Michael Brown, 18 anos, e o seu amigo Dorian Johnson estavam há uma semana a andar no meio da rua, na pacata cidade de Ferguson, distinguida como “Playful City USA”, por as crianças poderem brincar na rua em segurança.

Quando os dois jovens afro-americanos caminhavam no meio da rua, foram abordados um polícia, Darren Wilson, que terá pedido a ambos, não se sabe em que termos (e aqui começam as versões contraditórias), para saírem da estrada e irem para o passeio.

A partir daqui, a polícia conta uma versão (que Michael Brown tentou tirar a arma ao agente) e Dorian Johnson, a família de Brown e algumas testemunhas contam outra (que ele estava desarmado e que se rendeu ao polícia). Nas duas versões, a história termina da mesma forma: Michael Brown é baleado por pelo menos seis disparos, dois dos quais na cabeça.

O atraso em libertar informação sobre o caso, o facto de já estar prevista uma terceira autópsia ao corpo de Brown, ou o facto de o governador já ter chamado reservistas da Guarda Nacional sem o conhecimento da Casa Branca mostram que as autoridades estão a ter alguns problemas em enfrentar uma situação explosiva e que está longe de estar controlada. Até Ban Ki-moon já se pronunciou sobre o caso.
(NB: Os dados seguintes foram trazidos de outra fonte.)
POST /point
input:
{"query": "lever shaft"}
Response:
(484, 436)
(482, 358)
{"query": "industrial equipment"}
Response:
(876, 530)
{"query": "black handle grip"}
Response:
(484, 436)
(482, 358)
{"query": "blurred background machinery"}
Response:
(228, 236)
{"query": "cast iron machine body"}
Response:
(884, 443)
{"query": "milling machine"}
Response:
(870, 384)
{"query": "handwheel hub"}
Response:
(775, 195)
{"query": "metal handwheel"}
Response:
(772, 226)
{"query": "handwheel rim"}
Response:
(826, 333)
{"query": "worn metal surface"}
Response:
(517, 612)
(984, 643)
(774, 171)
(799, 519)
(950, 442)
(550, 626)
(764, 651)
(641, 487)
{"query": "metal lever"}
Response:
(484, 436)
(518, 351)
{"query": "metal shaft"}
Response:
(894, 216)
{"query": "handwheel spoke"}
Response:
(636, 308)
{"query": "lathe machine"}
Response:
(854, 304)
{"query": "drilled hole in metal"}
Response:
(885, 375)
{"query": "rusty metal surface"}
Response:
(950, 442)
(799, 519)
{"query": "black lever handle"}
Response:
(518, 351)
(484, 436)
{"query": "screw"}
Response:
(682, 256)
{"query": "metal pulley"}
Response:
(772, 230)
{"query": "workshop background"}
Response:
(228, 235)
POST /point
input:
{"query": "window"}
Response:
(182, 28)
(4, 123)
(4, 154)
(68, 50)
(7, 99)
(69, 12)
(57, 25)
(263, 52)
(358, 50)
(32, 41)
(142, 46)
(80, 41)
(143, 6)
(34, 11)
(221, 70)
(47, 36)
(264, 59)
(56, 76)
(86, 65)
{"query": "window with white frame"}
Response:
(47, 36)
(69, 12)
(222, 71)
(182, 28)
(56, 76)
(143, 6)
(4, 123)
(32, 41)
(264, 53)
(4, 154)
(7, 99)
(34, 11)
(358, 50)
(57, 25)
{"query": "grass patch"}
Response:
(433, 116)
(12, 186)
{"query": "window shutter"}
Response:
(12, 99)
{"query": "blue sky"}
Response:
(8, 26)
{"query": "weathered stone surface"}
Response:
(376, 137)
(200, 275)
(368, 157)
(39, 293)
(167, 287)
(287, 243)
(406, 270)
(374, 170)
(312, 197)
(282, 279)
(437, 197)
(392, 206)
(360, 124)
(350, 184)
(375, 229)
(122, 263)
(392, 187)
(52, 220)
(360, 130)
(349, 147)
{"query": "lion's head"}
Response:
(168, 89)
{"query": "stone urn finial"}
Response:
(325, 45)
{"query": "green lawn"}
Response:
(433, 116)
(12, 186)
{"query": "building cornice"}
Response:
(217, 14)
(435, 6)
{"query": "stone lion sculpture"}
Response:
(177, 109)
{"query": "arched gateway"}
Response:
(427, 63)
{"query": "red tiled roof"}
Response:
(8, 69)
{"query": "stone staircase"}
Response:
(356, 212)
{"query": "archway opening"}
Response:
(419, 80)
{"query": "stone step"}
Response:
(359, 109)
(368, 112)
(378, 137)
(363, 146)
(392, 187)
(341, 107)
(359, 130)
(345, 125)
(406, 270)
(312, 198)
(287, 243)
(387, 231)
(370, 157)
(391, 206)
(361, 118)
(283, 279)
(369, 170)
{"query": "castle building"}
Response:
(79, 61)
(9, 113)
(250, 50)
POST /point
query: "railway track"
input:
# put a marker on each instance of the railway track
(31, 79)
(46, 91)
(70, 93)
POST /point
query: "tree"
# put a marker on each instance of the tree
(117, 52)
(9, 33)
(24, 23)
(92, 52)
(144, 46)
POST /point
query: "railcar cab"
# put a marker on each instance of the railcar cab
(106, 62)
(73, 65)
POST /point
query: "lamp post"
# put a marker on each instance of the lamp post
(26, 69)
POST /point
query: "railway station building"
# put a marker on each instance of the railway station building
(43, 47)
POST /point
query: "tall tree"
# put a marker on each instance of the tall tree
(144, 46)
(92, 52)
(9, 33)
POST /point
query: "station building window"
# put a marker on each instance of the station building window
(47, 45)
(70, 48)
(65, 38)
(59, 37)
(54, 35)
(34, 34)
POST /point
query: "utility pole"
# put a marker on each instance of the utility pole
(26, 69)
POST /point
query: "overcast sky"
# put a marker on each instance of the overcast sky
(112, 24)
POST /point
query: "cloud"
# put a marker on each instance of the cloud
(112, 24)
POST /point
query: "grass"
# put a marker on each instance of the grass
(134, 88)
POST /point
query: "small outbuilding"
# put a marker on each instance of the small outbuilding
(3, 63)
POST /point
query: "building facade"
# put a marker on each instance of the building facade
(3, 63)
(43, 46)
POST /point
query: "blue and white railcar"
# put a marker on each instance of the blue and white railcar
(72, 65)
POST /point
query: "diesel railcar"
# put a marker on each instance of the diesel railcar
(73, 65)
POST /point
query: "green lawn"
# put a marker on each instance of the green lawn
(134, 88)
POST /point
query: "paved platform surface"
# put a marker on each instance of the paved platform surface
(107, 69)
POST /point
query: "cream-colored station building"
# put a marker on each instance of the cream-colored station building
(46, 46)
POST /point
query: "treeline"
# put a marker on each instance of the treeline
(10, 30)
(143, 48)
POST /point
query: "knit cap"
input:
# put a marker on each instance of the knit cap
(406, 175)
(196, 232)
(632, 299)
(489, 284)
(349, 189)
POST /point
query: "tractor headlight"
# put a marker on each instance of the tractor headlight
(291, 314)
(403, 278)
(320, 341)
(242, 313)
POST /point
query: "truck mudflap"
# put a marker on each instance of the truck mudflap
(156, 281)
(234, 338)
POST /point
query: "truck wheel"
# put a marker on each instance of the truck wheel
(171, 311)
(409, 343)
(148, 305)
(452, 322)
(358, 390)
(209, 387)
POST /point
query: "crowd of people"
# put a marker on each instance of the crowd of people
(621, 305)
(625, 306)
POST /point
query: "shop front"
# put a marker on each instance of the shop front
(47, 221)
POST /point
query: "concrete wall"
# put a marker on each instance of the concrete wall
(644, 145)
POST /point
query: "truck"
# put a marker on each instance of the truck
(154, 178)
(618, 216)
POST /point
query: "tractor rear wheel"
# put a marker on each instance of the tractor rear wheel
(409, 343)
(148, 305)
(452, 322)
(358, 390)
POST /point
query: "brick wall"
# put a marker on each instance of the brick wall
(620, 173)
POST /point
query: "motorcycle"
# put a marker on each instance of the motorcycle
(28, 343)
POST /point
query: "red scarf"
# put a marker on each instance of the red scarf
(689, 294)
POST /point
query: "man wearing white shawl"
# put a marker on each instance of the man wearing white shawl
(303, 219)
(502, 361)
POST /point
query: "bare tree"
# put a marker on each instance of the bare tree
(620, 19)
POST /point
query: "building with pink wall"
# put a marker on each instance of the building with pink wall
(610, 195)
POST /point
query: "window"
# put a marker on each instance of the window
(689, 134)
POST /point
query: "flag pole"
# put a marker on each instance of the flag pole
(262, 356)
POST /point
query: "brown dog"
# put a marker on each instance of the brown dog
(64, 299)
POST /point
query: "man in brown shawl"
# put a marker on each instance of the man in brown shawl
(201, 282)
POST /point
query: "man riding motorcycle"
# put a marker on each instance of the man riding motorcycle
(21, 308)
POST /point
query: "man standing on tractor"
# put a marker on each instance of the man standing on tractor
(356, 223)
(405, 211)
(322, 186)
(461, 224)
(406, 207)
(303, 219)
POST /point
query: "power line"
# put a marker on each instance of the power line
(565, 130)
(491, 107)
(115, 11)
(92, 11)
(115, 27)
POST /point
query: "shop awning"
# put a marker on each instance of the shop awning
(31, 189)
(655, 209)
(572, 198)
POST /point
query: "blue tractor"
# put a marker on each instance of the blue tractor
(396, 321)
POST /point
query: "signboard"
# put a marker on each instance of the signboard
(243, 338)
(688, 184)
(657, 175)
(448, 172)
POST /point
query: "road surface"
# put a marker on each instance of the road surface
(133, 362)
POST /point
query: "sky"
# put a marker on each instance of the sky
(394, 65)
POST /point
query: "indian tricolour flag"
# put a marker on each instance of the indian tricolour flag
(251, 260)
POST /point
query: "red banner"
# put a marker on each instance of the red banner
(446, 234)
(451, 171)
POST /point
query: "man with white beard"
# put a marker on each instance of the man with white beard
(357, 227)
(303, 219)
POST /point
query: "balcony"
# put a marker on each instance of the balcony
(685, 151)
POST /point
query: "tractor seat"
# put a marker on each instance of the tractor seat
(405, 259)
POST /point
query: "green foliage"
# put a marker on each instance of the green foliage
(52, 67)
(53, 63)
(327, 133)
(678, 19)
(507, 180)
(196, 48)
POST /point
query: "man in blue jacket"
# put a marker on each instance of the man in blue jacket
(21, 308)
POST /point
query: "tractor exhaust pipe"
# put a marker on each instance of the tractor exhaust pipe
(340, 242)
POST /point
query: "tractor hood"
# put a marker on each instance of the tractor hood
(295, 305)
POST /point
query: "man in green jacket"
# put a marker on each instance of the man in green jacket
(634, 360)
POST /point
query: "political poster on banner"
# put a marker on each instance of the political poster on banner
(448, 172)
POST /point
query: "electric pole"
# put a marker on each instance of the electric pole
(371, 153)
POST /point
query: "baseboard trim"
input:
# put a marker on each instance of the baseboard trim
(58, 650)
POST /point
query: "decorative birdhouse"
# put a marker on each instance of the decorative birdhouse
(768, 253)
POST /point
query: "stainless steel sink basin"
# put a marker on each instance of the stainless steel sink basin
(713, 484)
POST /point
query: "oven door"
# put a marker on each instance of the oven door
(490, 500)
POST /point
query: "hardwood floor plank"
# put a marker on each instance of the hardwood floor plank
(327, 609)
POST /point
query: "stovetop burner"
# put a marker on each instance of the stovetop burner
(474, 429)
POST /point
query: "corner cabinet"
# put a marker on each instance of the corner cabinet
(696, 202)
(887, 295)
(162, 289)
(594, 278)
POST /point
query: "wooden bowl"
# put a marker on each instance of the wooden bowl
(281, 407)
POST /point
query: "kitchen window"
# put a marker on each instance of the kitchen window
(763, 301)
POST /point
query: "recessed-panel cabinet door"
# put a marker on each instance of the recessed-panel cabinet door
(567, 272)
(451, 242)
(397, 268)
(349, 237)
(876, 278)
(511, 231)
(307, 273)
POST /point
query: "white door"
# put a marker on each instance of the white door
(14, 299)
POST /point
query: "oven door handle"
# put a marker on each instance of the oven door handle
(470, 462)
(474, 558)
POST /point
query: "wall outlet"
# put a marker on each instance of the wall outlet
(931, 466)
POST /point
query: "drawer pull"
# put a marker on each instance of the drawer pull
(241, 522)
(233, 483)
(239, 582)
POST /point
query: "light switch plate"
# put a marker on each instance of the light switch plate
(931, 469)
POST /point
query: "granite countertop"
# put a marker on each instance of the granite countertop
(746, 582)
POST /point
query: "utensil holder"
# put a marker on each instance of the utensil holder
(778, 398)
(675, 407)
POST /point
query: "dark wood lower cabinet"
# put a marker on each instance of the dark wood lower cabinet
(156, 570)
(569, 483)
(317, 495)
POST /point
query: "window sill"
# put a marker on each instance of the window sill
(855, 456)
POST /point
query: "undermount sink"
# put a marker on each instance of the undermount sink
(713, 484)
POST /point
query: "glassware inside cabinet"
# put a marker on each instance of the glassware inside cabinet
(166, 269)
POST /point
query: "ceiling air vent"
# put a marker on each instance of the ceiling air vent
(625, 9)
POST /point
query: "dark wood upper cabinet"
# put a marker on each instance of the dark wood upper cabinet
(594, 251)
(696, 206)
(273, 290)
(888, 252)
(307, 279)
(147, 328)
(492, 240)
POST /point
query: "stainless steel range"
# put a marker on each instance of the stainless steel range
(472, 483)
Por detrás dos confrontos está uma cidade segregada racialmente e onde, apesar de 70% dos habitantes serem negros, quase todos os cargos de responsabilidade municipais estão nas mãos de uma minoria branca. Mesmo entre os 58 que integram a força policial local, apenas três são negros. E à medida que os dias passam, os manifestantes já não se limitam a queixar-se da morte de Michael Brown. O que está a acontecer no Missouri é o explodir de uma parte da América onde o racismo e a segregação continuam a ser tolerados.